- Born: José Marroquín Leal April 1, 1933 Monterrey, Nuevo León, Mexico
- Died: February 6, 1998 (aged 64) Monterrey, Nuevo León, Mexico

= José Marroquín Leal =

Mexican actor and TV host

José Marroquín Leal (April 1, 1933 – February 6, 1998) was a Mexican actor, notable for playing a clown known as Pipo. He hosted a children's TV show in Monterrey. He was locally known as "El Rey de los Payasos" (King of the clowns) and hosted the show from 1964 until his death in 1998.

==Biography==
He was Director of the Drama School of the Autonomous University of Nuevo León. Through this position, he developed a friendship with TV host Horacio Alvarado Ortiz which later helped him start his career in mass media.

In 1961, XHX-TV bought the licensing rights to make the Mexican version of Bozo the Clown, and José Marroquín was invited to play the role of Bozo. After much deliberation, José Marroquín accepted. The show aired in Mexico on December 18, 1961. During this show, the segment Aventuritas (little adventures) was started, a segment that would later evolve Aventuritas de Pipo.

He continued playing Bozo the Clown until his license expired in 1963. The network decided not renew the license, on budget concerns.

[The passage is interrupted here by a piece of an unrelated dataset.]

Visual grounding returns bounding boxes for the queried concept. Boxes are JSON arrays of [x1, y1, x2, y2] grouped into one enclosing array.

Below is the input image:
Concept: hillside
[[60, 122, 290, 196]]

At this time, José Marroquín and other executives at the network, decided to create a new character and concept. Creative Artists Francisco Castillo and Carlos Vazquez were supervised by Marroquín to develop this new concept.

On January 20, 1964, the show and the clown "Pipo" were born. His costume consisted of orange hair, oversized shoes, and a round, red nose. It was first aired in front of a live audience. It was an instant hit, and it became a tradition for children in Monterrey to tune into Pipo every afternoon.

José Marroquín later created other characters for the show, most notably Profesor Pilocho (played by Carlos Torres), intended to be Pipo's guidance.

The Aventuritas de Pipo segment was also very popular. On every show Pipo and Profesor Pilocho would have an adventure somewhere, always stepping against Los malitos ("the meanies").

The show aired for 34 years on XEFB-TV until February 6, 1998, when Jose Marroquin failed to show up on the set. When associates and friends arrived to Marroquin's home later that day they found he had died in his sleep.

==Legacy==
His death caused thousands of people in Monterrey to mourn him deeply. His funeral services were broadcast and watched by many.

A downtown street in Monterrey and a park in Guadalupe, Nuevo León have been renamed in his honor.

Recently, commemorating the 50th anniversary of the first television broadcasts in Monterrey, an actor was cast to reprise the character, and is playing the role for the new generations.